Iceberg Foreign Table
Learn how to integrate Apache Iceberg with Tacnode using foreign tables, enabling advanced table format capabilities for data lakes.
Apache Iceberg is an open table format designed for large-scale data lakes, providing ACID transactions, schema evolution, and time travel capabilities.
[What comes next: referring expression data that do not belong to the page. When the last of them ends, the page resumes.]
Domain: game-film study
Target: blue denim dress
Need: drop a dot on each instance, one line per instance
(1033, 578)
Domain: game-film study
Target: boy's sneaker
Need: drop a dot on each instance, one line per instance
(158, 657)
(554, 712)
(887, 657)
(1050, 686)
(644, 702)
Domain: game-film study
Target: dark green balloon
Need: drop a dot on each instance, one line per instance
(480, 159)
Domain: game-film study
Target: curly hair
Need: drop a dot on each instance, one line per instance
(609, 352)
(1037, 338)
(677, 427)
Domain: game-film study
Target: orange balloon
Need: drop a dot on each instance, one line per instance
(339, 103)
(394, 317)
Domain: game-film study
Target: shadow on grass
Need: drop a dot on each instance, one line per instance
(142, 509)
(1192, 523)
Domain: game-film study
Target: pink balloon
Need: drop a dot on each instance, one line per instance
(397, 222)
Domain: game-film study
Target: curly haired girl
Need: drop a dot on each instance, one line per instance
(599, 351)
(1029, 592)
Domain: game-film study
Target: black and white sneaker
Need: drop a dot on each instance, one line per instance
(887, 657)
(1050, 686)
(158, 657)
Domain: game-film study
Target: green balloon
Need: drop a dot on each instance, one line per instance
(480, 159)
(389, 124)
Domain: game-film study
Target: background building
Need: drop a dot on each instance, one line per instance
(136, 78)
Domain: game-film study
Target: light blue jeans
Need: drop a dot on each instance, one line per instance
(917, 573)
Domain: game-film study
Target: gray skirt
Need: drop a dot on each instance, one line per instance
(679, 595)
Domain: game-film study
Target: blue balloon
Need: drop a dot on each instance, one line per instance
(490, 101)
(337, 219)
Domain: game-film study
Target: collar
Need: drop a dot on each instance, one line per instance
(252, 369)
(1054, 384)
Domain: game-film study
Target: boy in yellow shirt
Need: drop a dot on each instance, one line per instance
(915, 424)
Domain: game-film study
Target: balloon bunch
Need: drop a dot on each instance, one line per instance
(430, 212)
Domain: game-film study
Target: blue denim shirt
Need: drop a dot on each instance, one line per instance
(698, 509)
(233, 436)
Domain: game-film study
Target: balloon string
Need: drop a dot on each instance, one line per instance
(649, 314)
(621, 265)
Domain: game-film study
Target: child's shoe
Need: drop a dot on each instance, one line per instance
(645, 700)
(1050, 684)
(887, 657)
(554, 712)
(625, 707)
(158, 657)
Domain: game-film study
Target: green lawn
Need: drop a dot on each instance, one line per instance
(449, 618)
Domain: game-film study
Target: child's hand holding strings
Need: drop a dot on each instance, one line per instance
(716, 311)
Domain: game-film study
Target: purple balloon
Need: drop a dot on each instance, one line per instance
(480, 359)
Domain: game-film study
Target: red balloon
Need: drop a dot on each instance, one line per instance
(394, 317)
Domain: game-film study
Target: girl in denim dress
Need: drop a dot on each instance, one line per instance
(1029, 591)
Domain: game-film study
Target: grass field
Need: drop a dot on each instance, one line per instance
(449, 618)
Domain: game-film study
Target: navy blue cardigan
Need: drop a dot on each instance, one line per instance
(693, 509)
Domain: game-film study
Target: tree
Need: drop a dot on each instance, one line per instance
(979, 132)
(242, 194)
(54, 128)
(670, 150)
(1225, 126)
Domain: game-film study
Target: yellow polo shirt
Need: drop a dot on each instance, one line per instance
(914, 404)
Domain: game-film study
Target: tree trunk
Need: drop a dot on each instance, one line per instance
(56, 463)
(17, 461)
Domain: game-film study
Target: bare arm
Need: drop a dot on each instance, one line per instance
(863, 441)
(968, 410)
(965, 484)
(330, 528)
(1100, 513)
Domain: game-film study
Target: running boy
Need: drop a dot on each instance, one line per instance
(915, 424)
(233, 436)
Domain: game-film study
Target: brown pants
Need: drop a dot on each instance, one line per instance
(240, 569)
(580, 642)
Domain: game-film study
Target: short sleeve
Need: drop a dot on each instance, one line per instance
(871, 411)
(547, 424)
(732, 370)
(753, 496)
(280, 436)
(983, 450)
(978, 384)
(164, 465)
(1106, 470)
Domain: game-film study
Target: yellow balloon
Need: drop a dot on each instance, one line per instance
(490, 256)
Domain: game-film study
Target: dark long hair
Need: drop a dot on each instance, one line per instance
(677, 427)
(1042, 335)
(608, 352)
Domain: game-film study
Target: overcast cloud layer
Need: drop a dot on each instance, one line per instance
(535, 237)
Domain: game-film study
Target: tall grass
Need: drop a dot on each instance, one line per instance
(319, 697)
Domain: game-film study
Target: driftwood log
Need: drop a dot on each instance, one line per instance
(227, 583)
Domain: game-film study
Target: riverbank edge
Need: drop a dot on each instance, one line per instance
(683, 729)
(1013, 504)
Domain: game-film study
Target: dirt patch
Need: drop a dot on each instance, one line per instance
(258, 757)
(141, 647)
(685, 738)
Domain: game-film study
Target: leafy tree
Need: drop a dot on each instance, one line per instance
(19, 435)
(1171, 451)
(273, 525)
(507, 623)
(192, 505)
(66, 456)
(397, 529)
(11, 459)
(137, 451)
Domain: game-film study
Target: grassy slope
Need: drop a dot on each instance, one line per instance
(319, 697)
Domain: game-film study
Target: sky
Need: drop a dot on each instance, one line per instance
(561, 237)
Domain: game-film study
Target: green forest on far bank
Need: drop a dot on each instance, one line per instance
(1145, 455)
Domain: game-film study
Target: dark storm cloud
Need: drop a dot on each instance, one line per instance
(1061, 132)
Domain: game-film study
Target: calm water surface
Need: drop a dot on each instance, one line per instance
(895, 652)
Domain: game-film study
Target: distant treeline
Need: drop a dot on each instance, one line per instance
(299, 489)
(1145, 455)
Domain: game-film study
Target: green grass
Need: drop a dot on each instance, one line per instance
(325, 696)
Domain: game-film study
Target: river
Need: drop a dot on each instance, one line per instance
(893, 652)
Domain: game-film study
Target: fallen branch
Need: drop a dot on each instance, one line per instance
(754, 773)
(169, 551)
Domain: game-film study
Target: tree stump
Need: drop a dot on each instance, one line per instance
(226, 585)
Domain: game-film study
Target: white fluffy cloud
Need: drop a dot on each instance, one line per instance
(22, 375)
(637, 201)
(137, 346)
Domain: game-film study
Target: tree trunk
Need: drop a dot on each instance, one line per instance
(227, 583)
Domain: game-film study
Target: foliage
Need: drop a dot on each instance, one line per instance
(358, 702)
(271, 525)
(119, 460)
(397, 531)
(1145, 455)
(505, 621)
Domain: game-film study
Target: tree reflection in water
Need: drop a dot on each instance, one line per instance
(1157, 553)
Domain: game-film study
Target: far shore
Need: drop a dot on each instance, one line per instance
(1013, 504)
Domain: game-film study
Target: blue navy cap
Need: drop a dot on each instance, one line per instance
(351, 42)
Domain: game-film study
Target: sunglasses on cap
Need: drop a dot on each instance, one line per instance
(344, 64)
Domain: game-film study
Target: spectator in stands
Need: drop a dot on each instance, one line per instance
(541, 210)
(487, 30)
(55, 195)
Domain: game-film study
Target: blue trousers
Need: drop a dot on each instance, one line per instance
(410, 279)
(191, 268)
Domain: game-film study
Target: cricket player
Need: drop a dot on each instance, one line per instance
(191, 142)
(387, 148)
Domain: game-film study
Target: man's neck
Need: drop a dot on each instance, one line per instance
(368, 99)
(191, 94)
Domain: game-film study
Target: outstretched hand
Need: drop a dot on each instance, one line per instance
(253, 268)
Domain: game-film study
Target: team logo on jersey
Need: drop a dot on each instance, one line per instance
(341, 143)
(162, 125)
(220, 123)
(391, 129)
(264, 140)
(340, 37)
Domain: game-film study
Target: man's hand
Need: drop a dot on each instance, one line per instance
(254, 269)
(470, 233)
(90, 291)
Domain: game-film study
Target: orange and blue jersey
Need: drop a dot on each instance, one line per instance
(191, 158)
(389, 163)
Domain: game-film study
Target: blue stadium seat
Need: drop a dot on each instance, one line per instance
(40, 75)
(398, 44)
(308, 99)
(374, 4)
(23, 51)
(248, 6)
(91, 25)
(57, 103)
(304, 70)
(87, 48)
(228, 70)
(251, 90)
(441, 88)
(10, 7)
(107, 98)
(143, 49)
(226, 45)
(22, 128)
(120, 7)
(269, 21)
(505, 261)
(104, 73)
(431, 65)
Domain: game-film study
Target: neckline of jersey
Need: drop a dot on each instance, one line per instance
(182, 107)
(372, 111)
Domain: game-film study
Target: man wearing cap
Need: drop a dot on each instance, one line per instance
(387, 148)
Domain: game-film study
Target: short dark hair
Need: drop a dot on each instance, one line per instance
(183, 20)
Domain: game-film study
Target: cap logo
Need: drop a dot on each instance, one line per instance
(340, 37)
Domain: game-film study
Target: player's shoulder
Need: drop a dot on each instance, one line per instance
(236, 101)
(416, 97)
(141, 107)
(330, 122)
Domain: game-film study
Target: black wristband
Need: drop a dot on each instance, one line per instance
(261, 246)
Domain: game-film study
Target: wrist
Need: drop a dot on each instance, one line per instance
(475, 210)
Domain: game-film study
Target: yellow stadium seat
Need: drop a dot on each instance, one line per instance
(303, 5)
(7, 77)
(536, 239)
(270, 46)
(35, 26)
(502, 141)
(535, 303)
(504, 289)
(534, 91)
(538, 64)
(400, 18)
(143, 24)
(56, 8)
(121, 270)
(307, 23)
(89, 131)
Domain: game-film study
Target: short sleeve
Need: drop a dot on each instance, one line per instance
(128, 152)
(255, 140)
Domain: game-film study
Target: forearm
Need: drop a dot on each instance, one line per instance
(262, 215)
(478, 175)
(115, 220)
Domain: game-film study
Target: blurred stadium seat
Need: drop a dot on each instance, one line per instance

This guide covers integrating Iceberg tables with Tacnode through REST Catalog APIs.
Apache Iceberg Overview
Apache Iceberg provides enterprise-grade table format capabilities for data lakes:
Key Features
| Feature | Benefit | Use Case |
|---|---|---|
| ACID Transactions | Data consistency guarantees | Concurrent operations, data integrity |
| Schema Evolution | Non-breaking schema changes | Adding columns, data type changes |
| Time Travel | Query historical data states | Audit trails, data recovery |
| Partition Evolution | Change partitioning without rewrites | Performance optimization over time |
| Hidden Partitioning | Automatic partition management | Simplified queries, better performance |
Catalog Types
Iceberg supports multiple catalog implementations:
- REST Catalog: HTTP-based catalog service
- Hive Metastore: Traditional Hive-compatible catalog
- AWS Glue: Managed AWS catalog service
- Hadoop: Filesystem-based catalog
REST Catalog Integration
Install Iceberg FDW Extension
The following instructions are written to be run from the psql command line
-- Install Apache Iceberg foreign data wrapper
CREATE EXTENSION IF NOT EXISTS iceberg_fdw;
-- Verify installation
SELECT extname, extversion
FROM pg_extension
WHERE extname = 'iceberg_fdw';
-- Check FDW capabilities
\des+ iceberg_fdw
Create Iceberg Foreign Server
-- Production Iceberg REST Catalog
CREATE SERVER iceberg_production FOREIGN DATA WRAPPER iceberg_fdw
OPTIONS (
iceberg_rest_catalog_endpoint 'https://iceberg-catalog.company.com/api/catalog',
catalog 'production_catalog'
);
-- Development catalog
CREATE SERVER iceberg_dev FOREIGN DATA WRAPPER iceberg_fdw
OPTIONS (
iceberg_rest_catalog_endpoint 'http://localhost:8181/api/catalog',
catalog 'dev_catalog'
);
Configure Authentication
Authentication
-- authentication headers
CREATE USER MAPPING FOR current_user SERVER iceberg_tenant_a
OPTIONS (
token 'principal:data-reader;realm:company-realm'
);
Schema Management
Import Iceberg Schemas
-- Import entire namespace
IMPORT FOREIGN SCHEMA "sales_analytics"
FROM SERVER iceberg_production
INTO sales_schema;
-- Import specific tables
IMPORT FOREIGN SCHEMA "customer_data"
LIMIT TO (customer_profiles, purchase_history, loyalty_metrics)
FROM SERVER iceberg_production
INTO customer_schema;
Best Practices
- Use REST Catalog for scalable metadata management
- Enable time travel for audit trails and data recovery
- Implement proper partitioning for large datasets
- Monitor schema evolution and plan for backward compatibility
- Use materialized views for complex analytical queries
- Implement data quality checks at regular intervals
- Plan snapshot retention policies to control storage costs
- Use appropriate batch sizes for bulk operations
- Some advanced Iceberg features may require specific catalog implementations
- Write performance depends on catalog and storage configuration
- Schema evolution capabilities vary by deployment setup
- Snapshot cleanup requires careful planning to avoid data loss
- Cross-catalog operations are not supported
This comprehensive approach to Apache Iceberg integration enables you to leverage advanced table format capabilities while maintaining optimal performance and data governance in your data lake architecture.